Закончив дела в губернском городе, отец Николай сперва терпеливо ожидал выздоровления старца Савватия и послушницы Антонины. Их привезли в костромскую больницу вскоре после спасения с баржи.
Антонина причастилась и исповедалась у отца Николая. Выслушав исповедь, пастырь помолился за упокой души раба божия Александра, принявшего смерть мученическую за други своя. Священник послал соболезнование старшему брату погибшего Ивану Овчинникову. Затем он потолковал с Савватием, и оба иерея пришли к одному выводу: после гибели жениха Антонине самим божьим промыслом начертан иной путь - не простой семейный жребий, а высокий удел служения церкви.
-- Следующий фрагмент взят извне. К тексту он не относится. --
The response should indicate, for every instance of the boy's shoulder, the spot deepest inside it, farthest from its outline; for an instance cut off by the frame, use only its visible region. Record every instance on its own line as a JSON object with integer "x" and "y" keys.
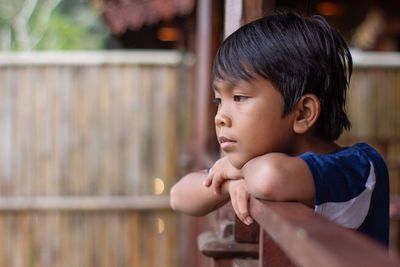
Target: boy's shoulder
{"x": 357, "y": 153}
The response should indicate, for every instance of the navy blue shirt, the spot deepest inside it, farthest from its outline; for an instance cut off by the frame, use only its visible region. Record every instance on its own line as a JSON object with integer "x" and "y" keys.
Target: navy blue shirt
{"x": 352, "y": 189}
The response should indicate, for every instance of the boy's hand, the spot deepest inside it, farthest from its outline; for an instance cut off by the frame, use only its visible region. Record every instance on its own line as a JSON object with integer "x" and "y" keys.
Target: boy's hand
{"x": 240, "y": 200}
{"x": 221, "y": 171}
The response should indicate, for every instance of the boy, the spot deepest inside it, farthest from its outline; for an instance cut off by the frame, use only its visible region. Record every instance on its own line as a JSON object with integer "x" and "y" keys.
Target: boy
{"x": 280, "y": 86}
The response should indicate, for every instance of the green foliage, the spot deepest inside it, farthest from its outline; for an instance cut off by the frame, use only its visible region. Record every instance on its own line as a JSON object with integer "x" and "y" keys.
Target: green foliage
{"x": 51, "y": 25}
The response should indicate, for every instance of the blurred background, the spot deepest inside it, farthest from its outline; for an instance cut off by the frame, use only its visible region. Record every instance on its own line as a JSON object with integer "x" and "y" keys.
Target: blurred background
{"x": 104, "y": 104}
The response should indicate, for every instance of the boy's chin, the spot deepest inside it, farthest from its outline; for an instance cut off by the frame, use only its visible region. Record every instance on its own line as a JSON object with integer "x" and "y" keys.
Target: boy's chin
{"x": 237, "y": 162}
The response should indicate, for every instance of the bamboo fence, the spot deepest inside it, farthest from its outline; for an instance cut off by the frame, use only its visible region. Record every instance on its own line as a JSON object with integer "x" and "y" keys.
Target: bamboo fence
{"x": 89, "y": 149}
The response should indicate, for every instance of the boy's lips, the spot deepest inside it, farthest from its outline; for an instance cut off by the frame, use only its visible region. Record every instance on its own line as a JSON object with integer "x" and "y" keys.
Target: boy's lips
{"x": 226, "y": 143}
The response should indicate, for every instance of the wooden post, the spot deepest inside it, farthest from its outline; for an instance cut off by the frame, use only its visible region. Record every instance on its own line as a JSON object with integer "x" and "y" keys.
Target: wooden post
{"x": 203, "y": 39}
{"x": 233, "y": 16}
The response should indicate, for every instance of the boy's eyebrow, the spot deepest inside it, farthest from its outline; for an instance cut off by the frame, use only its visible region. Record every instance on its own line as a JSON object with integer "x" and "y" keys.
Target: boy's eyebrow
{"x": 229, "y": 86}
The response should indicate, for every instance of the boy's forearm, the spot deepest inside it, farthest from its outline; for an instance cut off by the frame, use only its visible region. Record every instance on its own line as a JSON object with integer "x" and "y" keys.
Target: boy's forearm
{"x": 279, "y": 177}
{"x": 190, "y": 196}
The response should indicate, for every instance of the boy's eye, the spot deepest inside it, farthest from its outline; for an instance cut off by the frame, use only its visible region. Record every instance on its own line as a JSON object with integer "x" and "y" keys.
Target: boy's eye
{"x": 239, "y": 98}
{"x": 217, "y": 101}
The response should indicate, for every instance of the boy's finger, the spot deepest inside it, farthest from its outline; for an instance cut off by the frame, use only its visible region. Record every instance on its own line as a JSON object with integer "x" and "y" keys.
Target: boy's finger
{"x": 243, "y": 206}
{"x": 207, "y": 182}
{"x": 235, "y": 206}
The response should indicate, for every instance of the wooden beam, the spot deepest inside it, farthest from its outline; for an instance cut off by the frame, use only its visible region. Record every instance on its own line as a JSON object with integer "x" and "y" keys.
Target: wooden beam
{"x": 310, "y": 240}
{"x": 77, "y": 203}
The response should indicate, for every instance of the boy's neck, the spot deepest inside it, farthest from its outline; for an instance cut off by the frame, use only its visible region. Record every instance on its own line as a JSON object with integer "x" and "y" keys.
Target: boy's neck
{"x": 316, "y": 145}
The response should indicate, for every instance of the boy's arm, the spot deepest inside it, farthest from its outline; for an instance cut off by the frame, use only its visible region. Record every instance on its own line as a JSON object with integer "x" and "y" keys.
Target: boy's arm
{"x": 190, "y": 196}
{"x": 279, "y": 177}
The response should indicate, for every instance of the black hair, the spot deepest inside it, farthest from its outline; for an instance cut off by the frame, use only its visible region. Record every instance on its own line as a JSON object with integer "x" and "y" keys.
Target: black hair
{"x": 299, "y": 55}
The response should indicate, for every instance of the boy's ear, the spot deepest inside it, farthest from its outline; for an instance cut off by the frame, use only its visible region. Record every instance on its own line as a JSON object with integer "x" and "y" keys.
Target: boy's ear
{"x": 307, "y": 111}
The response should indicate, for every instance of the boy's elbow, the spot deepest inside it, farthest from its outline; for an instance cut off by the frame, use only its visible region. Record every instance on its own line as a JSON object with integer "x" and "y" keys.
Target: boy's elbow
{"x": 178, "y": 203}
{"x": 265, "y": 182}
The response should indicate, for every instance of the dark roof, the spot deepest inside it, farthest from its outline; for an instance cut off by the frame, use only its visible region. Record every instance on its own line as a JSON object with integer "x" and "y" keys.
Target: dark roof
{"x": 121, "y": 15}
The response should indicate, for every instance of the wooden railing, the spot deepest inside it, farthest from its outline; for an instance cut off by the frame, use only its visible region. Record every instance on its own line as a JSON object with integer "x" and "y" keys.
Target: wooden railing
{"x": 292, "y": 235}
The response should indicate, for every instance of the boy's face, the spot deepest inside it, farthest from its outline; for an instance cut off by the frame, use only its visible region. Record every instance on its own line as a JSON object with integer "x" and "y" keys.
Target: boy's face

Отец Николай гордился Антониной, самой заметной, самой любимой своей послушницей в монастыре. Недаром он первым приметил ее, разгадал подвижницу будущую в юной сиротке. Сиротке?..
Господи, жив ли, нет ли ее родитель, можно ли без содрогания сопоставить мысль о непорочной Антонине, юной христианке, с образом безбожника-революционера? Портрет этого человека умирающая Мария Шанина, Тонина мать, передала в руки исповедника. Он сохранен. На обороте адрес... Нередко отцу Николаю попадается на глаза этот портрет летчика с упрямым лицом и печатью антихристовой. Портрет хранится в заветной шкатулке, и, когда отцу Николаю случается перебирать бумаги и ценности, глаза летчика с фотографии встречаются с глазами священника. Именно такие, как летчик Шанин, отрекаются даже от предсмертной исповеди. Жив он или нет - не назовет его Антонина отцом! Об этом сумеет позаботиться ее духовный отец, соборный протоиерей Николай Златогорский!
Досадно было опаздывать к ярмарке - тут-то и пустить бы умелый слушок о чудесном спасении узников с баржи силой чистой молитвы Антонины яшемской... Ведь в монастыре Назарьевском есть уже немало притягательных вещей: чудотворная икона, литургии на пристанях, образцовое хозяйство, лучшее в губернии, архиерейские молебны с водосвятием, крестные ходы по всей округе... Не хватает собственной святой, о чьих подвигах, славе и пророчествах далеко разносилась бы молва по всему православному миру... Давно задумывался об этом отец Николай, и теперь замысел близок к осуществлению.
Но тут-то и произошло нечто столь неожиданное, что и заставило отца Николая заторопиться из Костромы, несмотря на недуги спутников!
Его позвали исповедовать умирающего в одну из костромских городских больниц. Исполнив эту обязанность, он неторопливо шел по коридору к выходу. Дверь одной палаты была открыта, и священник невольно обратил внимание на знакомое лицо с синими страдальческими глазами.